De todas las crisis que amenazan la presidencia de Barack Obama, pocas son más volátiles que la bomba de relojería de Egipto, muy aterradora porque nadie sabe cuándo puede explotar. Hosni Mubarak, el ex mariscal de la Fuerza Aérea que, a sus 81 años, lleva gobernando el país como un Estado policial desde 1981, puede dejar su cargo antes de lo que se espera, con lo que se abrirá un vacío de poder que podría arrojar a este aliado de Estados Unidos, a sus 83 millones de ciudadanos y al orden político regional a una espiral paralizadora y llena de fragilidad.

O puede que no. Mubarak puede resistir todavía unos cuantos años. En cualquier caso, la bomba de relojería acecha a Egipto, y la suerte de Obama en Oriente Medio dependerá, en gran parte, de que esa bomba estalle o se detone con suavidad. No parece probable que Mubarak abandone el poder de manera voluntaria. En 2004, dijo al Parlamento egipcio que seguiría siendo presidente “hasta el último aliento” de sus pulmones y “el último latido” de su corazón. Pese a los constantes rumores sobre su mala salud, no parece que ninguna de esas dos cosas esté cerca.

Mientras tanto, los Hermanos Musulmanes –el único grupo opositor digno de mención– esperan acontecimientos. Y el régimen egipcio teme tanto lo que podría suceder si se apartara a Mubarak del poder repentinamente que, según un agente de los servicios de inteligencia occidentales, cuenta con un plan detallado para cerrar El Cairo con el fin de evitar un golpe, un plan en el que se especifican hasta los versos de duelo del Corán que se leerían en la televisión estatal. Mubarak nunca ha designado sucesor, así que unas autoridades provisionales se encargarán del Gobierno para preparar unas elecciones de urgencia. Si esos comicios se celebran, provocarán más disturbios.

Debido a unas peculiaridades cuidadosamente fabricadas de la Constitución egipcia, el candidato con más probabilidades de ganar es el hijo del presidente, Gamal Mubarak, lo cual convertiría a Egipto en una república hereditaria, una “republarquía”, como advirtió el politólogo estadounidense de origen egipcio en el exilio Saad Eddin Ibrahim en 2000. Gamal quizá tenga aceptación entre la clase empresarial, pero no es popular. Si asume la presidencia, podría desencadenar un golpe, bien un levantamiento militar de viejo estilo, bien un golpe de terciopelo, no violento, que coloque a un alto cargo militar en la dirección del partido gobernante. La ironía de la situación de Egipto es que, a menudo, son los supuestos demócratas de la oposición los que defienden esa intervención de las Fuerzas Armadas, porque piensan que un gobierno militar podría ser un escalón decisivo hacia la democracia.
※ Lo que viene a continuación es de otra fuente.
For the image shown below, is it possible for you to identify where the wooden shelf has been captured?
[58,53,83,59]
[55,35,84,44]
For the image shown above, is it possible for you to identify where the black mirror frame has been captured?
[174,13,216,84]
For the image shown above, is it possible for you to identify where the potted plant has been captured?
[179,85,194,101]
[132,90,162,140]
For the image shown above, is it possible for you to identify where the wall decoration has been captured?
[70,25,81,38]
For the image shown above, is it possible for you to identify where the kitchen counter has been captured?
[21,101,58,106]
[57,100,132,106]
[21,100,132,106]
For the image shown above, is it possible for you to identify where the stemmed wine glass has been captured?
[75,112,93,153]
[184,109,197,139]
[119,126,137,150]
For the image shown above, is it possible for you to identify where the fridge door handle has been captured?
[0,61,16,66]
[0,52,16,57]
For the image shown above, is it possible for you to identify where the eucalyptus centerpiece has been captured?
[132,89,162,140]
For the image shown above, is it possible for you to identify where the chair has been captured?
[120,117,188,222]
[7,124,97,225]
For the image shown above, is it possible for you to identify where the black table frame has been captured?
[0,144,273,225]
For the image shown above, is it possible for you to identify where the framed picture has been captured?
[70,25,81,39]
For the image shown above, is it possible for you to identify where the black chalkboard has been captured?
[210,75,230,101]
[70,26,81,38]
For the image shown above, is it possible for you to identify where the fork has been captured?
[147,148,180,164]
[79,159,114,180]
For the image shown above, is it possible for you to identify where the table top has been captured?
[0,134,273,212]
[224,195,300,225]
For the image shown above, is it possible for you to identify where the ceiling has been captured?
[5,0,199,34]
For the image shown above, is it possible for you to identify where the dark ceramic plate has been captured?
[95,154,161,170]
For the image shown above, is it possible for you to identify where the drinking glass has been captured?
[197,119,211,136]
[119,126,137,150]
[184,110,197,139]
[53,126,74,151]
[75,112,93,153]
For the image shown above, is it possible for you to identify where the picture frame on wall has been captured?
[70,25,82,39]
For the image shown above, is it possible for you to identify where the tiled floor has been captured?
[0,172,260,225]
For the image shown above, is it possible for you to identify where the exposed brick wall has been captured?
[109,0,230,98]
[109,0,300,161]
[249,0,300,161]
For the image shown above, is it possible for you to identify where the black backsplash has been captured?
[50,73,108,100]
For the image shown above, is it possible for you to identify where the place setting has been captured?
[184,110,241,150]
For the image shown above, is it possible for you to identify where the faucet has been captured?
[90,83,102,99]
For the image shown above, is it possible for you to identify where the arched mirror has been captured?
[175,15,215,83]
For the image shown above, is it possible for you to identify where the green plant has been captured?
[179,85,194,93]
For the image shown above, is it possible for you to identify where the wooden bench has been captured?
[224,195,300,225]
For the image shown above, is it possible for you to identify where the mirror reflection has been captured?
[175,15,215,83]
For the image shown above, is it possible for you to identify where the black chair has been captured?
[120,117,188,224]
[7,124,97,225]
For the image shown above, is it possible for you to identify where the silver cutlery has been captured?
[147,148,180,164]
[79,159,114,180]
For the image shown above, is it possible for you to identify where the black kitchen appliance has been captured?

Gamal, en cambio, promete otra presidencia vitalicia de un Mubarak.

Durante esa complicada transición, las iniciativas egipcias en la región, como los intentos de El Cairo de reconciliar a las facciones palestinas de Al Fatah y Hamás y su participación en el proceso de paz de Sudán, quedarían interru-mpidas. A los aliados clave, como EE UU y Arabia Saudí, y a los vecinos, como Israel, les preocuparía que la situación pudiera volverse en contra de sus intereses y tendrían la tentación de inmiscuirse, pero actuarían a ciegas: el Departamento de Estado norteamericano está mal preparado para la desaparición de Hosni Mubarak, dicen ex funcionarios de la Administración de George W. Bush.

Por malo que parezca todo esto, la alternativa podría ser aún peor: que Mubarak se aferrara al poder, se presentara para un sexto Mandato en 2011 y siguiera gobernando el país.

Trae a la memoria el ejemplo de Habib Burguiba, presidente de Túnez durante 30 años, hasta que lo apartaron en un golpe médico a los 84. Quizá ése sea el peor resultado para Egipto: una prolongación de la incertidumbre actual, con un presidente cada vez más frágil e incapaz de gobernar, al frente de un régimen cuya autoridad moral se erosiona y en el que los centros de poder se multiplican, sin que se vea el fin.